Jezus bidt niet zonder reden voor eenheid onder zijn leerlingen. Hij weet dat tweedracht gemakkelijk de kop opsteekt.
In Israël vallen de raketten uit de lucht en gewonde en stervende slachtoffers op de grond. Aan de ene kant staat een eerste minister die naar de gevangenis zou moeten omdat hij corrupt is en nu met dat geweld populariteit koopt. Aan de andere kant heerst een regime dat al vijftien jaar lang geen verkiezingen heeft gehouden omdat het vreest de macht te verliezen. Het spel om de macht.

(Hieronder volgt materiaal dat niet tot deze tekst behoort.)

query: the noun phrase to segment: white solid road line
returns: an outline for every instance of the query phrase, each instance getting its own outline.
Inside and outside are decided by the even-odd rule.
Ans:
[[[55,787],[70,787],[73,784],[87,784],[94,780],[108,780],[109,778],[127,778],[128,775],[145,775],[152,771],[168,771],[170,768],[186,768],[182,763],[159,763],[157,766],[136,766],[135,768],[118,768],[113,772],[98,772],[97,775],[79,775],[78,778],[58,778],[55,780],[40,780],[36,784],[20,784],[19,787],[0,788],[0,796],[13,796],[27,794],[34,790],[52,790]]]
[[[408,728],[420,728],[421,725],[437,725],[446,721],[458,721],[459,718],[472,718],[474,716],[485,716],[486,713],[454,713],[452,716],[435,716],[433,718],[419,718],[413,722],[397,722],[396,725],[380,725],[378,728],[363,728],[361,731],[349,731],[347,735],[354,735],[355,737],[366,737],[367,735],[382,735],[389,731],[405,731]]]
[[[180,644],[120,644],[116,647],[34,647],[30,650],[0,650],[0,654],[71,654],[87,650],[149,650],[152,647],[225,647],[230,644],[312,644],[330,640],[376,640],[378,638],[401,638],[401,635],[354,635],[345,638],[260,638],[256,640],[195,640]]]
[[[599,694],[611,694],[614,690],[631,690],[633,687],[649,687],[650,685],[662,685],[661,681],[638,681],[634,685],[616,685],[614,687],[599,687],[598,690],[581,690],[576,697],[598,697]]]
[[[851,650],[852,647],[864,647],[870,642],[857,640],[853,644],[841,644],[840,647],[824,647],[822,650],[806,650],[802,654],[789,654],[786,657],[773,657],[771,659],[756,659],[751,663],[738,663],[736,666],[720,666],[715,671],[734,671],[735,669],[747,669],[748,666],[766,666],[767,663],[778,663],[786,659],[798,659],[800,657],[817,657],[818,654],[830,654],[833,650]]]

Jezus weet dat macht voor mensen een gevaarlijk instrument is. Jezus wil niet dat dit gif in zijn leerlingengroep binnensluipt. Hij heeft al wel gemerkt dat er apostelen zijn die een beetje te hard hun best doen om een voetje voor te krijgen.
Als Jezus voor eenheid bidt, heeft Hij een norm voor ogen. Jezus kiest geen voorbeeld uit onze mensenwereld waar eenheid best geslaagd is. Hij neemt de eenheid tussen zijn Vader en zichzelf als maatstaf. Die eenheid ontstaat uit de Vader. Jezus leeft en werkt in de naam die de Vader hem gegeven heeft. Hij heeft geen machtsbasis om uit te bouwen en te verdedigen.
In tegenstelling tot de machthebbers van deze wereld, werken christenen niet voor eigen naam. Wij hebben allemaal een naam ontvangen van de Vader, zoals Jezus. Die naam maakt ons één en verbonden.